Michigan is relatively set at the ‘5’ spot anyway, with rising junior forward Mark Donnal looking to keep his spot in the starting five and rising sophomore Moritz Wagner poised to make substantial jumps after an inconsistent but hugely promising freshman year.

CAMP SANDERSON NOT BEHIND HEALTH ISSUES: As injuries have piled up over the past several seasons, Beilein has at times discussed the prospect of reevaluating the Wolverines’ training routines and overall workloads in order to ensure fatigue and stress don’t contribute to missed time.

Even with senior Caris LeVert suffering his third lower leg injury in three seasons, Walton missing time for the second straight year, Albrecht missing the majority of the season with dual hip injuries and a smattering of other health issues plaguing the program, Beilein says strength coach Jon Sanderson’s famed “Camp Sanderson” summer workout programs don’t hurt — if anything, they help.

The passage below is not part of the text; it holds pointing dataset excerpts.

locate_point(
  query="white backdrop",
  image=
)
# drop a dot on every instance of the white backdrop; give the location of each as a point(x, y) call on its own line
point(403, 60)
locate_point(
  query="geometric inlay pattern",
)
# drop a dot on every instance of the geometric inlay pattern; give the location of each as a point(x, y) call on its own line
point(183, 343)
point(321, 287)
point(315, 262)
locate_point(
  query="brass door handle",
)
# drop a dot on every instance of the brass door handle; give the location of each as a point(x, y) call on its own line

“They were all isolated injuries, and none of them were in the exact same area,” Beilein said. “It could just be coincidence that it’s all happened during this time.”

Moving forward, there are some preventative measures the team could take to gain a better understanding of who might be overworking themselves during practice.

“We’re looking into using workload-type of chips in our uniforms, in our shoes, to see what we can do,” Beilein said. “The times that we experimented with them this year, Derrick Walton was working at a completely different level than some of our other guys were. You don’t notice that — they’re all practicing, but one guy’s going a little harder than everybody.”

Beilein did leave things on an optimistic note for LeVert, who had surgery in New York two weeks ago and is projected as a likely second-round pick in the NBA Draft on June 23. Once LeVert recovers from his most recent surgery, Beilein said he expects him to be entirely done with the current, injury-riddled chapter of his career. 

SCHEDULING TWEAKS: Michigan has opened its last two seasons with games against Division II schools: Northern Michigan in 2015-16 and Hillsdale College the year before. The NCAA Tournament Selection Committee is thought to ignore games against Division II opposition. The Ratings Percentage Index — among the committee’s most-used tools — disregards those games entirely.

“I’m rethinking the idea of playing a Division II team,” Beilein said. “That may be something we want to examine in the future. … I always like to keep the money here and do what we could within the state.”